Motorists idling their cars at the school gate or other high risk air pollution areas should receive a fine.
That’s the suggestion from the National Institute for Health and Care Excellence (NICE), which has published a list of guidance for local councils to improve air quality and reduce carbon dioxide emissions across England.
The group says a ‘no vehicle idling’ rule would significantly improve air quality in areas where vulnerable people gather, such as around schools, hospitals and care homes – drivers already face £80 fines for leaving their car running in Westminster.

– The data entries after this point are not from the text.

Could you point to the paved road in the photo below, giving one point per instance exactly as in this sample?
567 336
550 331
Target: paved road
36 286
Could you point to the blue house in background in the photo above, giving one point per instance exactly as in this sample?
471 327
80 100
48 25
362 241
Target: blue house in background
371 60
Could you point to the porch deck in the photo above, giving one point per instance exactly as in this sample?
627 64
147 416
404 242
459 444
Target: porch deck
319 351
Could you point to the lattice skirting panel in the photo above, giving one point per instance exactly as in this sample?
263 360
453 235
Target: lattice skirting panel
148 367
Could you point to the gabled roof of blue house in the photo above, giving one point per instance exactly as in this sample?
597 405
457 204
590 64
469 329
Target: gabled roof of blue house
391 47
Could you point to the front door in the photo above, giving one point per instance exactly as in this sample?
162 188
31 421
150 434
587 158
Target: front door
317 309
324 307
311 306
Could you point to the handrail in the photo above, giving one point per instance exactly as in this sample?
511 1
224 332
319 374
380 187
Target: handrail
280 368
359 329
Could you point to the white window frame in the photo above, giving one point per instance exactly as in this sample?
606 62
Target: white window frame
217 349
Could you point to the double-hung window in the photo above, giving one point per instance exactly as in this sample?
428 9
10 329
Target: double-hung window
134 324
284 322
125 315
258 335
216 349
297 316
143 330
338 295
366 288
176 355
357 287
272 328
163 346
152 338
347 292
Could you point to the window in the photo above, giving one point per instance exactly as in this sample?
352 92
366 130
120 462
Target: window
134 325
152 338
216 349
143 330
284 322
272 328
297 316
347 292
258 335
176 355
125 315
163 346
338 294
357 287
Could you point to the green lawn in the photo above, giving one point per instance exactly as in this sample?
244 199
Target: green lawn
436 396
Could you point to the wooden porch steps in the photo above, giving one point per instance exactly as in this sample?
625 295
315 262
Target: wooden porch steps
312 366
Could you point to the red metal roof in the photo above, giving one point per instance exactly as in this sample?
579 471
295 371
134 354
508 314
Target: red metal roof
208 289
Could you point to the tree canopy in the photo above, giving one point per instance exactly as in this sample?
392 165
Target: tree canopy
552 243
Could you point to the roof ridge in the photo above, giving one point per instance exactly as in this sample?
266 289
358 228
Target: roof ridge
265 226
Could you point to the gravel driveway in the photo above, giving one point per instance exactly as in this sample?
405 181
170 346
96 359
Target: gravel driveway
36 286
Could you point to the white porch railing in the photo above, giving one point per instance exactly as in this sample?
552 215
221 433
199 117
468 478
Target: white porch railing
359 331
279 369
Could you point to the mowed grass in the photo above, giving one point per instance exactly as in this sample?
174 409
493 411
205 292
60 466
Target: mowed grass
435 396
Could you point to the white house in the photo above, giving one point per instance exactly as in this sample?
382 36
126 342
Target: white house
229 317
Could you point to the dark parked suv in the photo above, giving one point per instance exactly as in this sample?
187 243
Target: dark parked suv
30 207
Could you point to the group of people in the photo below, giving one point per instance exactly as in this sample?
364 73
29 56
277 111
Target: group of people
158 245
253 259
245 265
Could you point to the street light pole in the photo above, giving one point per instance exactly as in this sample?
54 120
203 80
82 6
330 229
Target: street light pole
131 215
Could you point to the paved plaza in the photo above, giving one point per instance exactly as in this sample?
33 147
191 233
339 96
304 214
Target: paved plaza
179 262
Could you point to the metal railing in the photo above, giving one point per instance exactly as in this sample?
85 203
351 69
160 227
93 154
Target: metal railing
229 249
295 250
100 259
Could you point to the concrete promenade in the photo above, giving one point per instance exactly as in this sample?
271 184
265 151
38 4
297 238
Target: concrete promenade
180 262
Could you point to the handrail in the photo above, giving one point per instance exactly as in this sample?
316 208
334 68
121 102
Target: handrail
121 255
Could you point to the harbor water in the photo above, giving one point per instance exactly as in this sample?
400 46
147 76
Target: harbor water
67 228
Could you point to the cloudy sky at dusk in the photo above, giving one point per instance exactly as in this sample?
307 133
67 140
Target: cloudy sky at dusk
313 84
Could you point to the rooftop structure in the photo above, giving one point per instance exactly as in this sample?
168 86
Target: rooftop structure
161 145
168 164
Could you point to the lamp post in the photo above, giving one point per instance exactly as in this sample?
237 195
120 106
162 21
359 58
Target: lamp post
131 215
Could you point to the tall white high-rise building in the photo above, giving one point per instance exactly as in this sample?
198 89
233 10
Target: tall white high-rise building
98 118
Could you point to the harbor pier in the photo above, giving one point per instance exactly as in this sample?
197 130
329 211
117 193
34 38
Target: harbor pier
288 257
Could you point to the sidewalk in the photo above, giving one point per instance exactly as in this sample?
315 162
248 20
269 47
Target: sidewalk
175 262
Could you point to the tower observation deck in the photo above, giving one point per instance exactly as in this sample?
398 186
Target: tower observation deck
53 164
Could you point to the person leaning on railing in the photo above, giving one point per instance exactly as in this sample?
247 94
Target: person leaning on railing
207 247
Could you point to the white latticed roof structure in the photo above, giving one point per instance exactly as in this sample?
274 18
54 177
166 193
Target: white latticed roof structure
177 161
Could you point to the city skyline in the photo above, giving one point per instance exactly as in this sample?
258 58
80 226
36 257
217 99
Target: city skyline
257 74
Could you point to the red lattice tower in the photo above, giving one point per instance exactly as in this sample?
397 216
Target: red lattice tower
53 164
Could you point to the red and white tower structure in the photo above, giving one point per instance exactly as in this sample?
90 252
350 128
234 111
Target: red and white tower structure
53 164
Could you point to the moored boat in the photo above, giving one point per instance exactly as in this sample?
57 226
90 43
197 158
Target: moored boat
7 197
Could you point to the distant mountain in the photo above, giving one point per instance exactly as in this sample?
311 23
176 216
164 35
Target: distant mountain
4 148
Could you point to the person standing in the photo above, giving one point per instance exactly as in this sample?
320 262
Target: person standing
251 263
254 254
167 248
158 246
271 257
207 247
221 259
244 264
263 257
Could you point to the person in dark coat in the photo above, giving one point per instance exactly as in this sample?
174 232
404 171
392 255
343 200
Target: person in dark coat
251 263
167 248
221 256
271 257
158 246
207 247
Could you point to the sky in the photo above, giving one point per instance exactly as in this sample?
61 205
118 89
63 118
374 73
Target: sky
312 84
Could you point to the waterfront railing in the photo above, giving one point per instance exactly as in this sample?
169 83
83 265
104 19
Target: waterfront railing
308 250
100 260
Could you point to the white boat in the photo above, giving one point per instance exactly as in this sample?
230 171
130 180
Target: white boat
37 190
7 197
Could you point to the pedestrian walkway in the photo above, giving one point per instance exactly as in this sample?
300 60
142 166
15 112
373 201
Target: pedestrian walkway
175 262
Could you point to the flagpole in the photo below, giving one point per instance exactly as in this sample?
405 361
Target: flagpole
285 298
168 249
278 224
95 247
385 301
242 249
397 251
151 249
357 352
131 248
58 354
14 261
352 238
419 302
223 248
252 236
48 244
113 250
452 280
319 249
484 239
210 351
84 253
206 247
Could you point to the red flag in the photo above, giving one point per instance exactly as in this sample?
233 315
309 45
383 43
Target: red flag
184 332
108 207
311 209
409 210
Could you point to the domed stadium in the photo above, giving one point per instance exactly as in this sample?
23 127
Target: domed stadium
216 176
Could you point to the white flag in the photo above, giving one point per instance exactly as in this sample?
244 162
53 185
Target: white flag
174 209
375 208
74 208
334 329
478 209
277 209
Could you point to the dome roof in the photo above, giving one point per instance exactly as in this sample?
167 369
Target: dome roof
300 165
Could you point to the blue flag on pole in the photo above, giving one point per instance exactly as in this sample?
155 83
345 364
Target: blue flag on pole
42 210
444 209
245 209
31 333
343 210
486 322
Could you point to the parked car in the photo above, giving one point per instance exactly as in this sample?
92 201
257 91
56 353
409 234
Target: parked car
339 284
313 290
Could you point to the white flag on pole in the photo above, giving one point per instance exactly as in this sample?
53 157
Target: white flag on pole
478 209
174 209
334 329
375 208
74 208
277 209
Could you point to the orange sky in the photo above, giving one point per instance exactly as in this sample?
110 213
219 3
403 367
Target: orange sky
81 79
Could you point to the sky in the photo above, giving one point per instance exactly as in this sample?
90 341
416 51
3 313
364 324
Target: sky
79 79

Public Health England (PHE), which collaborated on the report, estimates long term exposure to particulate air pollution results in around 25,000 deaths a year, making it the largest environmental risk linked to deaths.
The report also says drivers could slash air pollution simply by driving more smoothly, suggesting accelerating or decelerating too rapidly leads to increased fuel consumption and more emissions.
It says businesses and transport services need to educate their staff in more efficient driving skills.
The report also calls for the introduction of clean air zones where polluting vehicles cannot drive and for a push for all members of society to replace driving with walking or cycling wherever possible.
Professor Mark Baker, Director for the Centre of Guidelines at NICE, said: “The battle against air pollution has to be one we are all fully committed to.
“We need a collaborative long-term plan to improve air quality. Our guidance can help us to achieve that.”